Over the ensuing 15 years, I worked through the pain.  I overdid the ibuprofen and the aspirin because my skill set provided no other options than manual labor.  I tried stretching, drinking gallons of water a day on a schedule (because that's another weird thing, I no longer have a sense of thirst, which complicates things), I hit the gym and bulked up to the point I could bench nearly 400 pounds and could squat press a Volkswagen.  But the cramps continued, the aches alternated between dull annoyance and life-crushing impingement, I still couldn't sleep, I was still often incapacitated by spells that I now know are a special type of migraine, and the VA was still busily dismissing the growing pile of evidence that something unforeseen had affected about a third of all the troops sent into the combat zone during the Gulf War.  And every year I was reminded with rows of flags and jet fighter flyovers that I wasn't a real Veteran, because real Veterans had visible scars, not "Medically Unexplained Illnesses."

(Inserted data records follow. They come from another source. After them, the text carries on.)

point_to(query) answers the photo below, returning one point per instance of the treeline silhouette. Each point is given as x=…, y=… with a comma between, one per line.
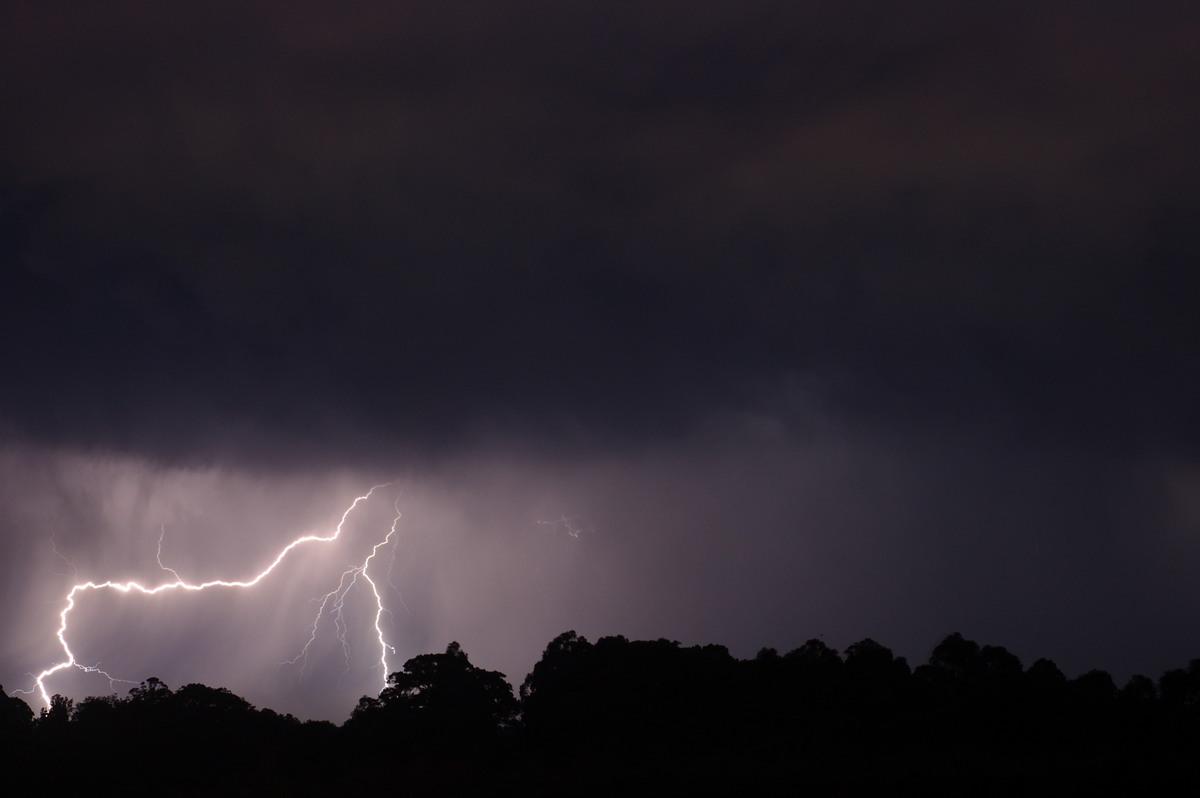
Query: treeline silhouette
x=621, y=717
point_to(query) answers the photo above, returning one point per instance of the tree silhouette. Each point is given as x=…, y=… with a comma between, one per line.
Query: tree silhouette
x=441, y=700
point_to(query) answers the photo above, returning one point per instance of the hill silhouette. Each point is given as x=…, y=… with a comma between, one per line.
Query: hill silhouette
x=640, y=718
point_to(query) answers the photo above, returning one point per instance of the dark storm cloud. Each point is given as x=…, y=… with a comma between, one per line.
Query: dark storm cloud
x=283, y=228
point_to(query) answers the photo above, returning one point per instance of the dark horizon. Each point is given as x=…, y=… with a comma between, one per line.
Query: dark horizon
x=748, y=324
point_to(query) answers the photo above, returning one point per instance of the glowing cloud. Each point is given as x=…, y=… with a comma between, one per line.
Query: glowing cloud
x=331, y=603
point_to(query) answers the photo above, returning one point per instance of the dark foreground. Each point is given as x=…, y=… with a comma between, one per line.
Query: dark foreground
x=622, y=717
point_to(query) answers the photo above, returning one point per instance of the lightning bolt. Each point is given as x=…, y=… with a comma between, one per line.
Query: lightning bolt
x=333, y=601
x=570, y=525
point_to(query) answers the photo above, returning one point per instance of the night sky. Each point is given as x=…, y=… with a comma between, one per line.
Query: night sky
x=726, y=323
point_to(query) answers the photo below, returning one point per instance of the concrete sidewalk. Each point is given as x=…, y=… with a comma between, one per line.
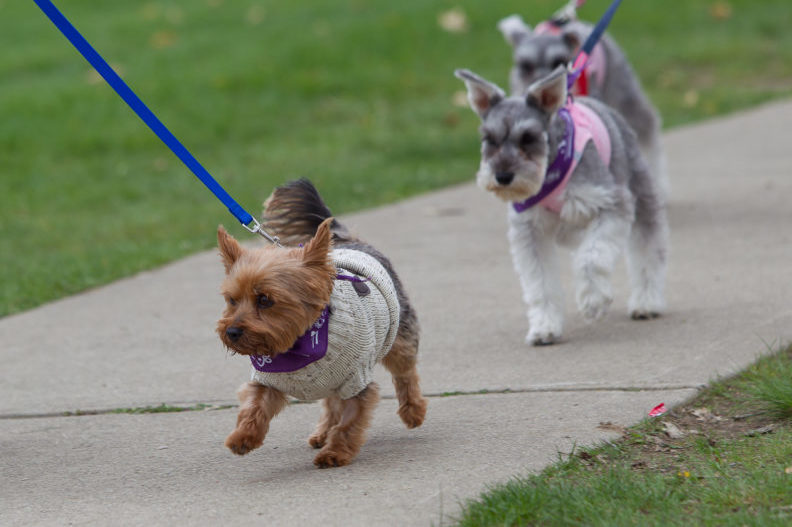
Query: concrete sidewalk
x=498, y=407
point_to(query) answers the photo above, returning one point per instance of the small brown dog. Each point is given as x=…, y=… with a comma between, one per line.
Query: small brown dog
x=314, y=320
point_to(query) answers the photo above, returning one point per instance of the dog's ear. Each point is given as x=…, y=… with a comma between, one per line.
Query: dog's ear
x=548, y=93
x=230, y=250
x=316, y=251
x=514, y=29
x=482, y=94
x=572, y=39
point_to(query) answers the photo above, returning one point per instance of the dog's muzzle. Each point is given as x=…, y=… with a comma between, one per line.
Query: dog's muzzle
x=504, y=178
x=233, y=333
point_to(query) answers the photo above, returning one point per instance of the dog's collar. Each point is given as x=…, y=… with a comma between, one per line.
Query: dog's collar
x=558, y=170
x=309, y=348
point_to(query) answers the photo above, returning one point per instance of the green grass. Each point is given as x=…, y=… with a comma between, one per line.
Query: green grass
x=727, y=470
x=356, y=95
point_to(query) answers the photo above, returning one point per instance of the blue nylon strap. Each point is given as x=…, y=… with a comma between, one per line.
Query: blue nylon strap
x=599, y=29
x=134, y=102
x=591, y=41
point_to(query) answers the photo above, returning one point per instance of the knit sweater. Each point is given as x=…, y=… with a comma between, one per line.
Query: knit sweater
x=361, y=331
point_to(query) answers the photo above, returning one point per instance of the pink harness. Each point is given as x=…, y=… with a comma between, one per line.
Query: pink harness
x=595, y=67
x=588, y=127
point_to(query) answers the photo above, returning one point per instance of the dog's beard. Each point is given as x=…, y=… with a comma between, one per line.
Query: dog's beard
x=524, y=185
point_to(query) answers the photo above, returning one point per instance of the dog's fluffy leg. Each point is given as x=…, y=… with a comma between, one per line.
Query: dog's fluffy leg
x=535, y=260
x=653, y=152
x=331, y=415
x=348, y=435
x=647, y=256
x=401, y=363
x=259, y=404
x=594, y=261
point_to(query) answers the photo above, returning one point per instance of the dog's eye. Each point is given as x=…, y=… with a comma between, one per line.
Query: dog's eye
x=488, y=140
x=527, y=139
x=263, y=301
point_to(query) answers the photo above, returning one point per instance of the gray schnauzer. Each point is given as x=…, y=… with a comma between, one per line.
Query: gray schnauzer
x=608, y=75
x=579, y=182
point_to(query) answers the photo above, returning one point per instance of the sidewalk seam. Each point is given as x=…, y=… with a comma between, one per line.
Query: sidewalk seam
x=225, y=405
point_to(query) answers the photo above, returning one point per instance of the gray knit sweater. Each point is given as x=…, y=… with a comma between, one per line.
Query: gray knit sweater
x=361, y=332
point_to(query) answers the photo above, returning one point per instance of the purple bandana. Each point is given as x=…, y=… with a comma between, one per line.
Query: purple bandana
x=559, y=167
x=307, y=349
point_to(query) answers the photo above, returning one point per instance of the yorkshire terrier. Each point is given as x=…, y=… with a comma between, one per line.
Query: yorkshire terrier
x=314, y=318
x=607, y=76
x=573, y=174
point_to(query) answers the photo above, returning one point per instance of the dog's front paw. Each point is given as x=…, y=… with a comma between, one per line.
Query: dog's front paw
x=328, y=458
x=645, y=306
x=317, y=439
x=413, y=412
x=241, y=441
x=594, y=302
x=544, y=329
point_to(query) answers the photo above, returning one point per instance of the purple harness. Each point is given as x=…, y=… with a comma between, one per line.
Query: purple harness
x=582, y=125
x=310, y=347
x=558, y=169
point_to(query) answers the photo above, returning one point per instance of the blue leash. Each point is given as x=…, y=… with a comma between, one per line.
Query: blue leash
x=591, y=41
x=148, y=117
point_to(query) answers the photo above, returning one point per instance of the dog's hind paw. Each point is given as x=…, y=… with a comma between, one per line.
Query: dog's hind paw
x=643, y=314
x=542, y=338
x=328, y=458
x=240, y=441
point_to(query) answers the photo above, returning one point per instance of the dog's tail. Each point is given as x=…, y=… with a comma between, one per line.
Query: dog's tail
x=295, y=210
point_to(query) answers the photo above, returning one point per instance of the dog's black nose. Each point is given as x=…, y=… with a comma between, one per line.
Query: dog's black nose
x=234, y=333
x=504, y=178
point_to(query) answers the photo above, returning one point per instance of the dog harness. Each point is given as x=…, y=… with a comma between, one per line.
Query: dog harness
x=338, y=352
x=597, y=61
x=582, y=125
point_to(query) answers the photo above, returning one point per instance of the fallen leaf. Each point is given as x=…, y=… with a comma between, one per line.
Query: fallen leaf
x=454, y=20
x=660, y=409
x=760, y=431
x=704, y=414
x=673, y=430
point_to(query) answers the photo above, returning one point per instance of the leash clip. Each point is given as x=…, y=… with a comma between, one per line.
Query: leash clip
x=256, y=229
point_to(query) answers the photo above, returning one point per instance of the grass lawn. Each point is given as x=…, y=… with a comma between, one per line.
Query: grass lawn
x=356, y=95
x=724, y=458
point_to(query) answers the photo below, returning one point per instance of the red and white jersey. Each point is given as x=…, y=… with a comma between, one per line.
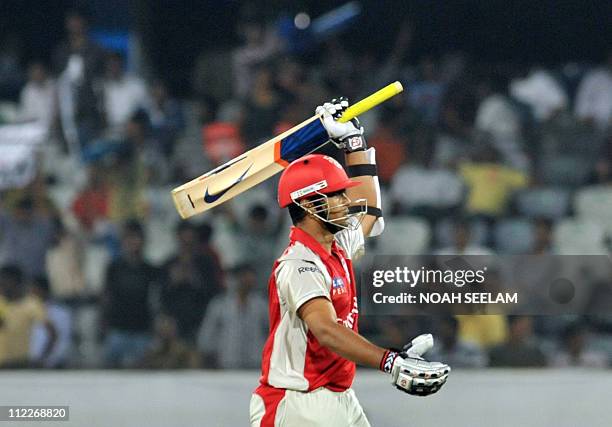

So the patriotic holidays for the past 17 years have been nothing to me but a thrice annual reminder that despite the fact that I signed up at the earliest opportunity, despite the fact that I meant every word of my oath of service, and despite the fact that I willingly and readily accepted my deployment to a war zone, I'm not a Veteran.  Not a real Veteran.  At least, that's how it seems to me, and I suspect how it feels to a lot of guys who can't understand their health problems and the Pentagon's response to same.  And I don't suspect anything will ever change this sense of isolation and betrayal.

At least there aren't any fireworks on Veteran's day.  There's that much to be thankful for.